Case Background:
This is a federal securities fraud class action lawsuit on behalf of those who purchased or otherwise acquired MINISO Group Holding Limited (“MINISO”) (NYSE: MNSO) (1) American Depository Shares (“ADS”) pursuant and/or traceable to the registration statement and related prospectus (collectively, the “Registration Statement”) issued in connection with MINISO’s initial public offering (“IPO”) on or around October 15, 2020; and/or (2) securities between December 11, 2020 through July 26, 2022, inclusive (the “Class Period”).

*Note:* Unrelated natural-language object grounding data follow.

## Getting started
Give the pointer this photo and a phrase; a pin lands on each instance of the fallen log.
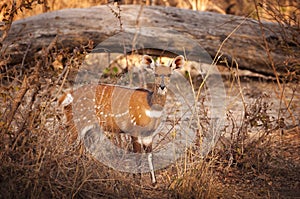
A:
(245, 44)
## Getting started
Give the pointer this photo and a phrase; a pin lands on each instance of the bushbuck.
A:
(118, 109)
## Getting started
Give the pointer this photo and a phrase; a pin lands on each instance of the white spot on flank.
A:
(68, 100)
(153, 113)
(145, 140)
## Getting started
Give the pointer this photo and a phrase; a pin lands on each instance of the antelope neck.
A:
(156, 99)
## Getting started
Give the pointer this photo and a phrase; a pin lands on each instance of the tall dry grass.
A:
(36, 160)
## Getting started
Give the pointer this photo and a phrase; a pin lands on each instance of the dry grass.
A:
(257, 157)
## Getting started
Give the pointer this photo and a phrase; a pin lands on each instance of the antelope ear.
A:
(147, 62)
(178, 62)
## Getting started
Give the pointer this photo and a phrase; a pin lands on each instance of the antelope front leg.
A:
(148, 150)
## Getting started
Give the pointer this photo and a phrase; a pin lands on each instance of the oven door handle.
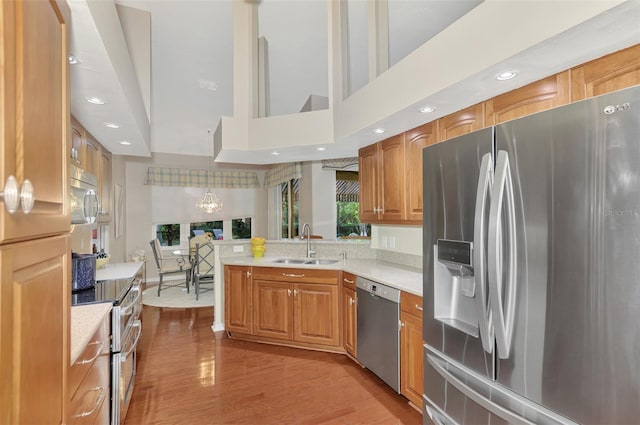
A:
(125, 309)
(125, 354)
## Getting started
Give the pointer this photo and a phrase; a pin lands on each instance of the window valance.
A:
(283, 173)
(182, 177)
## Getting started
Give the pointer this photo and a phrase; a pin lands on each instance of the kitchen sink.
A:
(320, 262)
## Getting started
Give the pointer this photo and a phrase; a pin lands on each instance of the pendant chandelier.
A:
(209, 202)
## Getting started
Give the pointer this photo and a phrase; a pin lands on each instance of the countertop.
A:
(85, 320)
(395, 275)
(118, 270)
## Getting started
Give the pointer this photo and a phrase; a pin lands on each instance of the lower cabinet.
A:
(411, 358)
(349, 313)
(89, 380)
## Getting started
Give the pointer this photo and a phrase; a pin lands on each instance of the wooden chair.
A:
(169, 266)
(204, 267)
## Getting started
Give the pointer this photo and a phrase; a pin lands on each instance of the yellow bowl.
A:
(101, 262)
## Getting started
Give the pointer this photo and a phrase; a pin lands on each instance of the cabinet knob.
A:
(13, 198)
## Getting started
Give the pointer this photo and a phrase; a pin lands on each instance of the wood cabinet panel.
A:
(411, 358)
(416, 140)
(238, 295)
(272, 309)
(368, 180)
(349, 320)
(316, 318)
(34, 324)
(539, 96)
(616, 71)
(462, 122)
(35, 131)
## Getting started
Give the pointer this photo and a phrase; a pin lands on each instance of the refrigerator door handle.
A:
(502, 305)
(483, 195)
(511, 417)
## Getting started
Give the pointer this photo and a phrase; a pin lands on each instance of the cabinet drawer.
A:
(411, 303)
(349, 280)
(98, 345)
(90, 401)
(281, 274)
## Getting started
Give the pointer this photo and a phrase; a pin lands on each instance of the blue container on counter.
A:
(83, 271)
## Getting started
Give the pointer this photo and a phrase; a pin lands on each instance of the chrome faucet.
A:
(306, 229)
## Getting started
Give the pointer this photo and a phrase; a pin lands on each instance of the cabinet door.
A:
(316, 314)
(416, 140)
(35, 309)
(35, 107)
(391, 165)
(238, 299)
(368, 180)
(349, 320)
(273, 309)
(411, 367)
(462, 122)
(616, 71)
(539, 96)
(104, 186)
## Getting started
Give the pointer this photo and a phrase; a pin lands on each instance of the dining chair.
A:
(169, 266)
(204, 268)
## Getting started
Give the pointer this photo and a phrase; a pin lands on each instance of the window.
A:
(168, 234)
(241, 228)
(347, 205)
(214, 228)
(290, 198)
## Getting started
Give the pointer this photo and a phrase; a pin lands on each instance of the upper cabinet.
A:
(606, 74)
(544, 94)
(382, 181)
(35, 123)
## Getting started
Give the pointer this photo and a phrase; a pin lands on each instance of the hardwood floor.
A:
(189, 375)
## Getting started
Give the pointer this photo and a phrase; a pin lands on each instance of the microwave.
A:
(83, 198)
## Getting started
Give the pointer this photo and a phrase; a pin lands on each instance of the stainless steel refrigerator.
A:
(531, 241)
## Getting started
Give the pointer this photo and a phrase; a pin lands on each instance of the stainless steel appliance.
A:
(378, 319)
(531, 241)
(83, 199)
(126, 329)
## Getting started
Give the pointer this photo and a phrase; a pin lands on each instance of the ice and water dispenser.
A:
(454, 285)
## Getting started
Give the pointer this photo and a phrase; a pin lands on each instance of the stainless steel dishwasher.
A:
(379, 330)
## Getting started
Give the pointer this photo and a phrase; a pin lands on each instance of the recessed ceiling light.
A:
(506, 75)
(95, 100)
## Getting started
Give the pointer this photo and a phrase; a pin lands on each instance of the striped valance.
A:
(340, 163)
(182, 177)
(283, 173)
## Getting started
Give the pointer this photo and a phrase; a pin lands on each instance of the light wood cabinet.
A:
(35, 131)
(541, 95)
(349, 313)
(411, 348)
(462, 122)
(238, 296)
(89, 384)
(616, 71)
(382, 181)
(34, 337)
(416, 140)
(105, 186)
(299, 305)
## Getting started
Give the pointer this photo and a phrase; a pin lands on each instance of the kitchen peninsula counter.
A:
(405, 278)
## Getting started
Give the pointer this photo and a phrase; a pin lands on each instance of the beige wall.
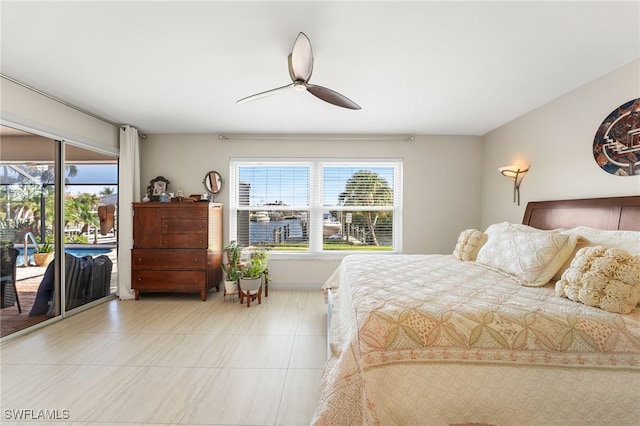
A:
(441, 188)
(27, 110)
(557, 140)
(450, 182)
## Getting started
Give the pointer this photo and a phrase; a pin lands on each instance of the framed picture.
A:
(156, 187)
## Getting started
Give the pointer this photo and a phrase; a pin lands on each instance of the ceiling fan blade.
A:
(331, 96)
(301, 59)
(263, 94)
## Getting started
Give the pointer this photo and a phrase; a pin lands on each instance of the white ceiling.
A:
(414, 67)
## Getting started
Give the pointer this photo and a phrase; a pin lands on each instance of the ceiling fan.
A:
(300, 68)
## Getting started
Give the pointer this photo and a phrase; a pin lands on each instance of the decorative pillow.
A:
(531, 257)
(497, 228)
(606, 278)
(469, 244)
(628, 241)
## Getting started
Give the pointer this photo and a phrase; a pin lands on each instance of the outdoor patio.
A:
(27, 282)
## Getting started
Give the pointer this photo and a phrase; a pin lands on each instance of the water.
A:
(77, 252)
(263, 231)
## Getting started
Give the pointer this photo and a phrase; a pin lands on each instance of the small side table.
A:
(266, 282)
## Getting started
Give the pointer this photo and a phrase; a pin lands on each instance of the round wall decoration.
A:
(616, 147)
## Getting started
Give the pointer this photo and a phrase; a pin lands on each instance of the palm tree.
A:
(366, 188)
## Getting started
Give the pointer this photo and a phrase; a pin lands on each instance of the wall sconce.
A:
(515, 173)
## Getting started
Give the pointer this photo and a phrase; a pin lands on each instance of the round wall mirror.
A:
(212, 182)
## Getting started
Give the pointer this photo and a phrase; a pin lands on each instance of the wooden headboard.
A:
(622, 213)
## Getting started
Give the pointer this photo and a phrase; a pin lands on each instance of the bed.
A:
(507, 330)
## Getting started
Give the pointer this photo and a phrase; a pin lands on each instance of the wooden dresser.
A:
(177, 247)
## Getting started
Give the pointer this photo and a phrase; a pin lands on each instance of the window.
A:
(316, 205)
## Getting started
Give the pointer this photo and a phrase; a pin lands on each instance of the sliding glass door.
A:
(55, 198)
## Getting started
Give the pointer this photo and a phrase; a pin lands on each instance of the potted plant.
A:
(231, 248)
(43, 254)
(252, 272)
(231, 269)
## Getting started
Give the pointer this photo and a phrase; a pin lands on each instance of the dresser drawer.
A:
(184, 226)
(169, 259)
(194, 241)
(178, 281)
(189, 212)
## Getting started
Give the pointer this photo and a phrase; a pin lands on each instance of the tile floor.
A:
(171, 359)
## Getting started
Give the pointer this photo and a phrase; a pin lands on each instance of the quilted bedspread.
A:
(429, 339)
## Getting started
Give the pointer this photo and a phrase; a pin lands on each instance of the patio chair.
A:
(8, 289)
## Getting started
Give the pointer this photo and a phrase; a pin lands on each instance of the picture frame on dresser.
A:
(157, 186)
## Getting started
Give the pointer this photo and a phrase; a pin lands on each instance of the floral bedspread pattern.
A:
(435, 309)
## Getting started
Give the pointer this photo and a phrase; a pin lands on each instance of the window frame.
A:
(316, 208)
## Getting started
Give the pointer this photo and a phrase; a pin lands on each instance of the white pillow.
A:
(532, 257)
(628, 241)
(469, 243)
(606, 278)
(503, 226)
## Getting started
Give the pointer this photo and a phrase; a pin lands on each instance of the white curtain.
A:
(128, 192)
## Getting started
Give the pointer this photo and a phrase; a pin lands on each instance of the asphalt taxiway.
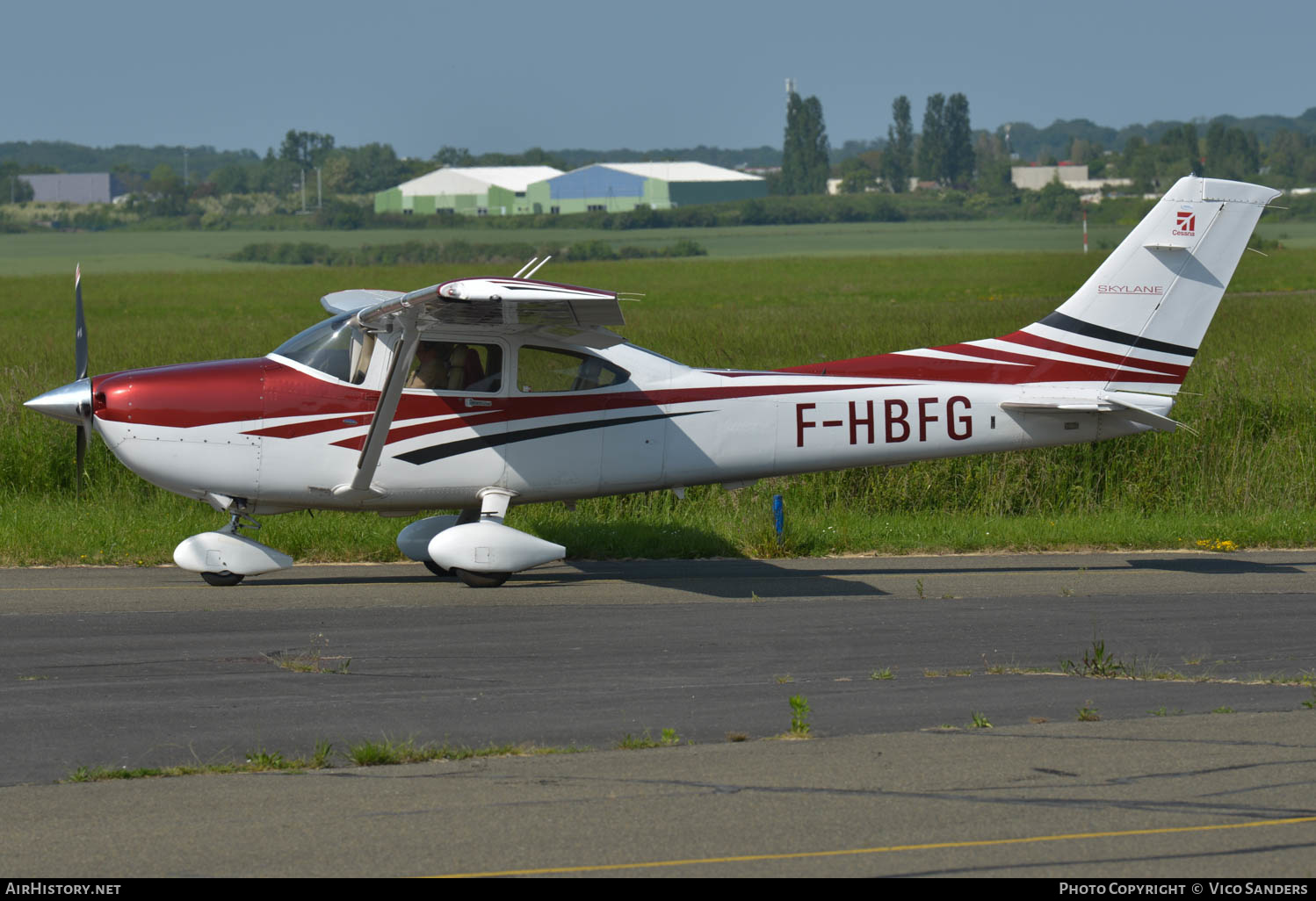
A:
(1211, 747)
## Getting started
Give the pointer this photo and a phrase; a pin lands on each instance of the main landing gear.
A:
(475, 546)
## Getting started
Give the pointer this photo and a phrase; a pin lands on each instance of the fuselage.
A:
(282, 432)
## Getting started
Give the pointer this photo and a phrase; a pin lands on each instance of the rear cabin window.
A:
(545, 370)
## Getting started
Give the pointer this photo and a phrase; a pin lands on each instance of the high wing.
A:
(568, 312)
(563, 312)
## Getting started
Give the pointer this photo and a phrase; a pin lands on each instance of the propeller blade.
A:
(82, 459)
(79, 329)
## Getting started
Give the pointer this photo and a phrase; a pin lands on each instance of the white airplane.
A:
(478, 393)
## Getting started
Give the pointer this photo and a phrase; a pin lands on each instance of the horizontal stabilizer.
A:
(1106, 404)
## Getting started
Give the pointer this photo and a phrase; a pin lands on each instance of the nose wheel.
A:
(481, 579)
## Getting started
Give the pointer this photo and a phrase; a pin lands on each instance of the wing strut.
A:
(359, 487)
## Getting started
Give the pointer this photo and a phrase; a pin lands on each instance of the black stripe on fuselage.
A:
(423, 455)
(1080, 327)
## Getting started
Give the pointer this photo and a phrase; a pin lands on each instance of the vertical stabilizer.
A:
(1149, 304)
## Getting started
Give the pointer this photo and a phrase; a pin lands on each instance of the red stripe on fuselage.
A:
(933, 369)
(1061, 348)
(241, 391)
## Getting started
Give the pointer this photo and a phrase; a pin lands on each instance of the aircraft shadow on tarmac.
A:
(1215, 566)
(745, 578)
(731, 579)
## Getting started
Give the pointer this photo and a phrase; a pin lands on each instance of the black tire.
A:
(481, 579)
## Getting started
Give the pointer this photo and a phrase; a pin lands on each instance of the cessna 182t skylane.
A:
(524, 395)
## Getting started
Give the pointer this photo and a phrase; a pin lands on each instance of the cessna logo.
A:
(1130, 290)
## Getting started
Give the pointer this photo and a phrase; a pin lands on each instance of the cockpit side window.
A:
(457, 366)
(546, 370)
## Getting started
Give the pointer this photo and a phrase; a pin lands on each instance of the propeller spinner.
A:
(73, 403)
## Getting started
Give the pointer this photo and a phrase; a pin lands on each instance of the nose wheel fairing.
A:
(224, 558)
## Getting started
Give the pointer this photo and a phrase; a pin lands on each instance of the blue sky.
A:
(583, 74)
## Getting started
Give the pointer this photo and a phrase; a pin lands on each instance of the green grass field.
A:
(180, 251)
(1249, 476)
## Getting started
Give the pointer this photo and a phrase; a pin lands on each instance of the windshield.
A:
(332, 348)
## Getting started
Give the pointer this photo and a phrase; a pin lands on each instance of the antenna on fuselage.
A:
(537, 267)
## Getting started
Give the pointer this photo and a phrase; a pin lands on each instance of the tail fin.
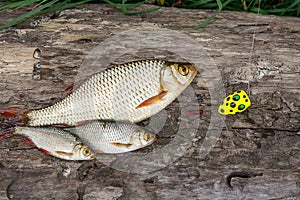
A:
(7, 133)
(12, 117)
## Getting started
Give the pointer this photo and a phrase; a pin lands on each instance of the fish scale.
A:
(56, 142)
(116, 94)
(112, 137)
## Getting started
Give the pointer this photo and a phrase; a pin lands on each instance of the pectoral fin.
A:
(28, 141)
(62, 153)
(121, 145)
(153, 100)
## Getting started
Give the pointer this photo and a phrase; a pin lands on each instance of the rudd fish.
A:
(55, 142)
(128, 92)
(112, 137)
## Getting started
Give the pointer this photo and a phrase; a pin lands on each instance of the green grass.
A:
(267, 7)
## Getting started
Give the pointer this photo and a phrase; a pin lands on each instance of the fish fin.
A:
(60, 125)
(62, 153)
(45, 151)
(81, 122)
(7, 133)
(28, 141)
(153, 100)
(98, 151)
(72, 87)
(10, 112)
(195, 112)
(122, 145)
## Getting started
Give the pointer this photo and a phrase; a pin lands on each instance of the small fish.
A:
(112, 137)
(55, 142)
(234, 103)
(128, 92)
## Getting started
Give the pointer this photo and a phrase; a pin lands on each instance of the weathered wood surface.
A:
(244, 46)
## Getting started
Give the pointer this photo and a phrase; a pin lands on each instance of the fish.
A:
(129, 92)
(112, 137)
(55, 142)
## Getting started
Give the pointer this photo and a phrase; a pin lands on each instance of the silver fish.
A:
(112, 137)
(56, 142)
(129, 92)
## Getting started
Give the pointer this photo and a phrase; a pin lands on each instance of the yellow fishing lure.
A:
(239, 101)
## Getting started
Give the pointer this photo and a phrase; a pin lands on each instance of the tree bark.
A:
(258, 150)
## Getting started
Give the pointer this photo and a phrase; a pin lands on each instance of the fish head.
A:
(143, 137)
(82, 152)
(176, 76)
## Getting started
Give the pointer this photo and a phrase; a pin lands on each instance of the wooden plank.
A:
(261, 50)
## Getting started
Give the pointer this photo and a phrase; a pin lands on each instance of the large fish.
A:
(112, 137)
(129, 92)
(56, 142)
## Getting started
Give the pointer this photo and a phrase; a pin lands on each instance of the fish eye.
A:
(147, 136)
(86, 151)
(183, 70)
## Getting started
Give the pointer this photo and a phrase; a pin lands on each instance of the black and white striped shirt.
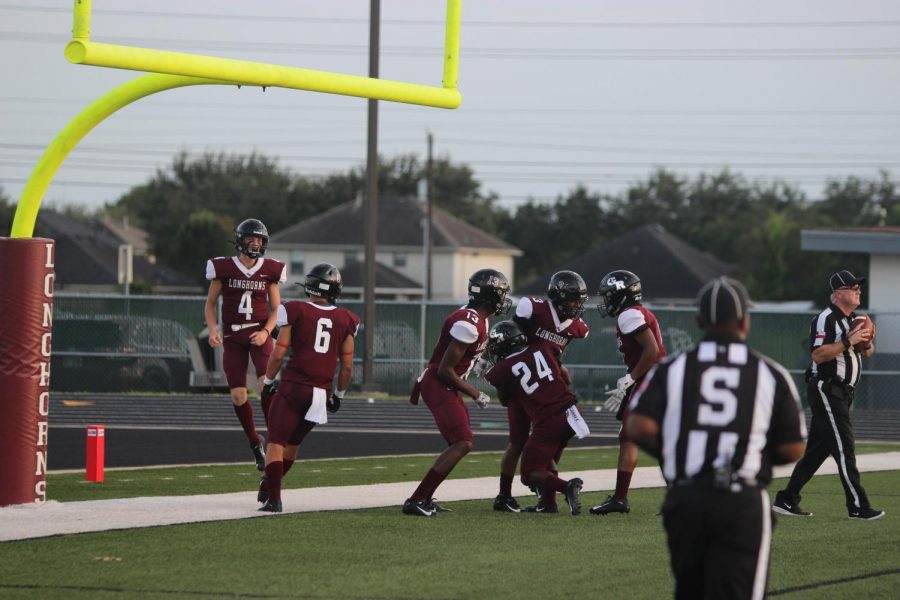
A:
(720, 403)
(828, 327)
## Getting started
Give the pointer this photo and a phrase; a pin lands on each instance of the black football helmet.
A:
(251, 227)
(566, 287)
(505, 338)
(618, 290)
(490, 287)
(324, 281)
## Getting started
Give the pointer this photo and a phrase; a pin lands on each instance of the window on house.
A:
(297, 266)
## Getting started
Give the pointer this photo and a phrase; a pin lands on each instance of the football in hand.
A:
(864, 322)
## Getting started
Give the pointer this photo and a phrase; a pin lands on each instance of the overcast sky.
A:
(555, 93)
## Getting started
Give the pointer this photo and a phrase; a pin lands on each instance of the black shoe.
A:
(611, 505)
(542, 507)
(259, 455)
(783, 507)
(866, 514)
(572, 492)
(263, 494)
(503, 503)
(271, 506)
(419, 508)
(437, 507)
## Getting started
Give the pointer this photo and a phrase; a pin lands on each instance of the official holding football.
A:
(838, 347)
(717, 417)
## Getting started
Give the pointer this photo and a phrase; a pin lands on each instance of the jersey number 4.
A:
(525, 374)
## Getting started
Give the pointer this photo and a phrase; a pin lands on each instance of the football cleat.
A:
(542, 507)
(611, 505)
(437, 507)
(783, 507)
(503, 503)
(419, 508)
(259, 455)
(572, 492)
(866, 514)
(263, 494)
(271, 506)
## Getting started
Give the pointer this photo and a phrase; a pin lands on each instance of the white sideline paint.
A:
(26, 521)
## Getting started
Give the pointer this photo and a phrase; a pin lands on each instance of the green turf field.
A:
(472, 552)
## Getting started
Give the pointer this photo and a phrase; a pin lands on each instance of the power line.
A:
(470, 23)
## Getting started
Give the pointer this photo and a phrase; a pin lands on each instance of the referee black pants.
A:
(719, 542)
(830, 434)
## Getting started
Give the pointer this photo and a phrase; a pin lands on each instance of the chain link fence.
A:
(112, 343)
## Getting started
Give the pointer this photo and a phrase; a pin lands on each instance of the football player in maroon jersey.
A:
(320, 335)
(640, 342)
(527, 373)
(553, 321)
(443, 383)
(248, 285)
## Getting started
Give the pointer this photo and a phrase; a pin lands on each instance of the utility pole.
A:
(371, 204)
(429, 201)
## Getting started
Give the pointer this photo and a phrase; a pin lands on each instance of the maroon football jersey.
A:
(245, 291)
(533, 378)
(463, 325)
(539, 321)
(317, 333)
(629, 323)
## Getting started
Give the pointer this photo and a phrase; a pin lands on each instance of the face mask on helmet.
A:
(505, 338)
(490, 288)
(618, 291)
(244, 238)
(324, 281)
(568, 293)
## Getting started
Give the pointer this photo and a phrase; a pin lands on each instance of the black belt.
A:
(837, 382)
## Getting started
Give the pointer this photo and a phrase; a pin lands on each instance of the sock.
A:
(274, 473)
(554, 484)
(428, 485)
(245, 416)
(623, 482)
(549, 493)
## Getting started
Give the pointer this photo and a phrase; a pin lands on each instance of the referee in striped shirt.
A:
(717, 417)
(836, 365)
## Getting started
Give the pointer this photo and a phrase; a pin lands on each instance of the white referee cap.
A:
(722, 300)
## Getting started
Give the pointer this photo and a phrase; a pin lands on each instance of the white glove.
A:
(615, 399)
(481, 365)
(623, 383)
(617, 395)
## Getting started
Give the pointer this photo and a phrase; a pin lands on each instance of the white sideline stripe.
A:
(26, 521)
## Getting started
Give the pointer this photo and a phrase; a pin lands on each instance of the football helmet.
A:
(324, 281)
(251, 227)
(618, 290)
(566, 288)
(490, 287)
(505, 338)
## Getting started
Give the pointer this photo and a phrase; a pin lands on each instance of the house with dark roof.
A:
(87, 257)
(671, 271)
(337, 236)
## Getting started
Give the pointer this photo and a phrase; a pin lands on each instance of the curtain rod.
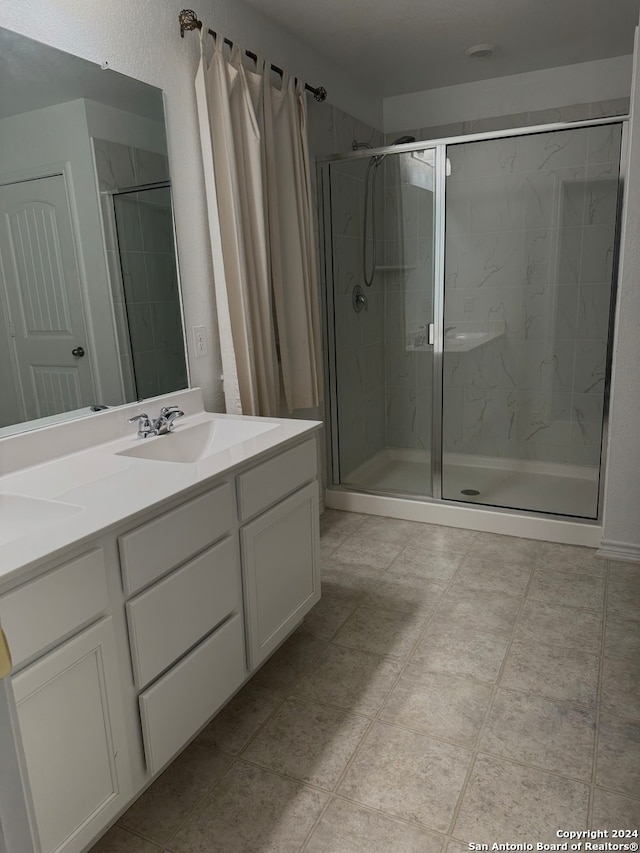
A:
(189, 21)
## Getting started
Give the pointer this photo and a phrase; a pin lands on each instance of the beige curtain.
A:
(260, 217)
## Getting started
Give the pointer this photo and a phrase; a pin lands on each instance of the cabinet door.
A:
(281, 572)
(70, 718)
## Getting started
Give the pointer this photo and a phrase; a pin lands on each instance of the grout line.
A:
(596, 739)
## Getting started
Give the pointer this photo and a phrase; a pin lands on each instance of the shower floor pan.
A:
(511, 483)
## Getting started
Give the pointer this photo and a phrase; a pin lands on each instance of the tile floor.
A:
(450, 687)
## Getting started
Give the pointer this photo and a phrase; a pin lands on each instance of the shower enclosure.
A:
(470, 289)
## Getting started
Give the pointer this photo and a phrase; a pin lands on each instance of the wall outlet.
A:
(200, 341)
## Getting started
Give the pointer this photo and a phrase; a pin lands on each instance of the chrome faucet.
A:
(145, 427)
(166, 421)
(161, 425)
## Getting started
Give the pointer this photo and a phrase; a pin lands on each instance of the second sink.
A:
(189, 444)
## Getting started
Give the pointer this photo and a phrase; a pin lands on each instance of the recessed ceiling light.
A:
(480, 51)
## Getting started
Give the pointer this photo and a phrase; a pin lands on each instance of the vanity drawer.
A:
(182, 701)
(171, 616)
(268, 483)
(155, 548)
(53, 606)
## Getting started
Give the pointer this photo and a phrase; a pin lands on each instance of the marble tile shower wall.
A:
(359, 336)
(407, 280)
(573, 112)
(530, 235)
(360, 385)
(144, 284)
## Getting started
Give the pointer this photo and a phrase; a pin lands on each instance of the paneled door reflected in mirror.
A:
(146, 253)
(73, 137)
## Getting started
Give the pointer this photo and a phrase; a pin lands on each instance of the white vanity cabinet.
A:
(281, 572)
(68, 702)
(126, 649)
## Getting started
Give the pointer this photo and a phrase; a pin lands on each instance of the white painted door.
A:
(72, 729)
(44, 307)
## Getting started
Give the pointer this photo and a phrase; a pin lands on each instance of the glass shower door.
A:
(530, 248)
(380, 248)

The complaint alleges that, in the Registration Statement and throughout the Class Period, Defendants made false and/or misleading statements and/or failed to disclose that: (1) Defendants and other undisclosed related parties owned and controlled a much larger amount of MINISO stores than previously stated; (2) as a result, MINISO concealed its true costs; (3) MINISO did not represent its true business model; (4) Defendants, including MINISO and its Chairman, engaged in planned unusual and unclear transactions; (5) as a result of at least one of these transactions, MINISO is at risk of breaching contracts with Chinese authorities; (6) MINISO would then imminently and drastically drop its franchise fees; and (7) as a result, Defendants' statements about its business, operations, and prospects, were materially false and misleading and/or lacked a reasonable basis at all relevant times.
Current Status of Case:
On March 31, 2026, the Court granted Defendants’ Motion to Dismiss the Complaint.